Pigsqueak had been sad at this, but taken it all in with absolute faith, and despite her mother's assurances that none remained, had looked out for dragons whenever they travelled to the big town at the edges of summer.
Thinking back on it many years later, living under a different name and in a different part of the world, she considered that it might have all been a story fabricated by her mother, to help them both cope with her grandmother's death a few months prior.

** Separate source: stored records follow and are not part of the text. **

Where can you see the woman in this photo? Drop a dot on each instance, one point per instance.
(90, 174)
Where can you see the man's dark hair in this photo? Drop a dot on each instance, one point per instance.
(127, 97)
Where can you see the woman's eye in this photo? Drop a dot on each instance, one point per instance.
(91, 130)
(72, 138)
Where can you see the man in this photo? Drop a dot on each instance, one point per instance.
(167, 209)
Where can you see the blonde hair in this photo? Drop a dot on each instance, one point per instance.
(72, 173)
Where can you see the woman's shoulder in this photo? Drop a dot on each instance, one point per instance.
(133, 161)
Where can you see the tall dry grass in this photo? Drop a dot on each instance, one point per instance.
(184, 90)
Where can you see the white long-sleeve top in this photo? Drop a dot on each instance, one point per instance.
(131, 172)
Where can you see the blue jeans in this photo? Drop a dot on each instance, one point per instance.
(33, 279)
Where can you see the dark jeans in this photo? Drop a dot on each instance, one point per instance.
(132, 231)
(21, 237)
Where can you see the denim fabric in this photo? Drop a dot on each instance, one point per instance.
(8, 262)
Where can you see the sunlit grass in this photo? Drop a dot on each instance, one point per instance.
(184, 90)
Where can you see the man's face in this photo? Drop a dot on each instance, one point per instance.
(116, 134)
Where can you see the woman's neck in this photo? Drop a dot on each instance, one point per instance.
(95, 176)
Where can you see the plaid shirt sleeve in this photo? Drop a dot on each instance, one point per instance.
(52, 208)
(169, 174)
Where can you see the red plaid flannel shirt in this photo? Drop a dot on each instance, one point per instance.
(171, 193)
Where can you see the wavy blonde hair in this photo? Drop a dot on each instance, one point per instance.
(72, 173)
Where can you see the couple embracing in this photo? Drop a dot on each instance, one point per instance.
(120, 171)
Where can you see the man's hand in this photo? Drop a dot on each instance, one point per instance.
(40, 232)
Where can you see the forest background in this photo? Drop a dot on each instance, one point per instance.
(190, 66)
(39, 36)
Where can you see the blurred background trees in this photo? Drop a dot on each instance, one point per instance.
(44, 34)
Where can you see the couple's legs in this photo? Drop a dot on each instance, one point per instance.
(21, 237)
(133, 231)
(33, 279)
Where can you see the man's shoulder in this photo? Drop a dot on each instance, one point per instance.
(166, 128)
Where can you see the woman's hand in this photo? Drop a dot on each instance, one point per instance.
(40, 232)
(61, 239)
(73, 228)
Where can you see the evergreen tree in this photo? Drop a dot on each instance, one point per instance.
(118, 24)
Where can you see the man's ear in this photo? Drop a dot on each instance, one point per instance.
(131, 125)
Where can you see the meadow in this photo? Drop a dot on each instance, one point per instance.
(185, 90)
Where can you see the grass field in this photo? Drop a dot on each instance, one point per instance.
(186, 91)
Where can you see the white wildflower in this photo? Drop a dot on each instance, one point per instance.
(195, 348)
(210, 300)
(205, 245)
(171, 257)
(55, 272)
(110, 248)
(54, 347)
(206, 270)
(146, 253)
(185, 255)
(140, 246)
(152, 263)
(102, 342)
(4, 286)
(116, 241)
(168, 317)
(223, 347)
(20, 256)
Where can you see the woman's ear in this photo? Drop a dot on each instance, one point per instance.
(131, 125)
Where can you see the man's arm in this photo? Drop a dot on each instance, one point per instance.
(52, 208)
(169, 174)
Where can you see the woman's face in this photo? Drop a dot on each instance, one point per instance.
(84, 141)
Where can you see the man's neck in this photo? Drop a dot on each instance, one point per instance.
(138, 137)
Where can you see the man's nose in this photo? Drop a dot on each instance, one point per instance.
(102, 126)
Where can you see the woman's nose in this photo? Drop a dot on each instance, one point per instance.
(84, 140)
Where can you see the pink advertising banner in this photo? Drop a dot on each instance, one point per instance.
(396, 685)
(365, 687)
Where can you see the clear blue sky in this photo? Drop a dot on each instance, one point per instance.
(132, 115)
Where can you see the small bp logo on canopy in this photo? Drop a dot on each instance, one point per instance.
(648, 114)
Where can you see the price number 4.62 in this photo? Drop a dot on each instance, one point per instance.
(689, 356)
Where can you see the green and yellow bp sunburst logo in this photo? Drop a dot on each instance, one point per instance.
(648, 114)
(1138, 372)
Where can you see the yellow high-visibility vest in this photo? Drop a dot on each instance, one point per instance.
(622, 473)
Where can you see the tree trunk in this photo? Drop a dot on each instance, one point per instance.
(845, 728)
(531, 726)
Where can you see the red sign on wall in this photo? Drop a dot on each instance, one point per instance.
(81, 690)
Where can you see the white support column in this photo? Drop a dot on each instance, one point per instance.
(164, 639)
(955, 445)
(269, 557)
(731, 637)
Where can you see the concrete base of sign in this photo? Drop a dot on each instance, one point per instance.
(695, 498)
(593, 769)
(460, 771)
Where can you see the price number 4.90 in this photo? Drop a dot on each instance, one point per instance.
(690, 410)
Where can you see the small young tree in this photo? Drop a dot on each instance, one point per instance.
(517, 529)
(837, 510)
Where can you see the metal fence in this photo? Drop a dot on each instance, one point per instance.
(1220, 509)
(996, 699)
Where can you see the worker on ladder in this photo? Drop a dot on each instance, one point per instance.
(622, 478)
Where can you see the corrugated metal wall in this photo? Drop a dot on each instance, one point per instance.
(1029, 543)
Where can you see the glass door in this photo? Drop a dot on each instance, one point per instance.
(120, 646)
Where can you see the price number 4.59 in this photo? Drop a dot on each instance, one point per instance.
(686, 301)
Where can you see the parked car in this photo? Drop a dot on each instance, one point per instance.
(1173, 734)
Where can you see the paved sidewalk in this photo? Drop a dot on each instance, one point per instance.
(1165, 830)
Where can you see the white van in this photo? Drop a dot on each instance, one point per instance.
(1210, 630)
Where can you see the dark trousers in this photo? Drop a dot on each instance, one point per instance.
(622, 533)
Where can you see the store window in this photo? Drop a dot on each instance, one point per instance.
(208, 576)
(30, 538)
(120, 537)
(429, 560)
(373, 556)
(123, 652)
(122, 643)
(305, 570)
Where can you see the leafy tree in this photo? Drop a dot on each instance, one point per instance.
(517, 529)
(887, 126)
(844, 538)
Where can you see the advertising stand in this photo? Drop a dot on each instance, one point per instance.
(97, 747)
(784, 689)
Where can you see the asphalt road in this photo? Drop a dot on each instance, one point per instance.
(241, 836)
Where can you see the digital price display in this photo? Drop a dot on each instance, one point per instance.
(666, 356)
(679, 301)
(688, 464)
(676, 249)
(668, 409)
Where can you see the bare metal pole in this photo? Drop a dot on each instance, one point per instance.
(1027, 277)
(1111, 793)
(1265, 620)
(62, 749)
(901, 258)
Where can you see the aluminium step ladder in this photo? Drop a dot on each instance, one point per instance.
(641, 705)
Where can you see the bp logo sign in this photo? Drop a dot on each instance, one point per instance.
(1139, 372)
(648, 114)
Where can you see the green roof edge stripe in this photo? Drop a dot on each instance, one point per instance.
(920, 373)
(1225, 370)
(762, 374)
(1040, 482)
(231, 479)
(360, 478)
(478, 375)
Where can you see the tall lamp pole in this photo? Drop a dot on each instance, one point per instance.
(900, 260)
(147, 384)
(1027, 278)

The event had upset their family dynamics greatly, and within a few months, they had gone from a tightly knit family, to scattered remnants, communicating only by distance mail. Like those dragons cast to ground, with no humans to guide them, the death of her grandmother had shattered their family like a mirror, some fragments forever lost.
Still though, as she sat and drank her tea, the fire warming her feet and taking the evening chill out of the air, as she watched the silver-scaled monster circle overhead, and as she heard the welcoming cry of the great beast they kept on the other side of the circus. She smiled.
She had never stopped watching out for dragons.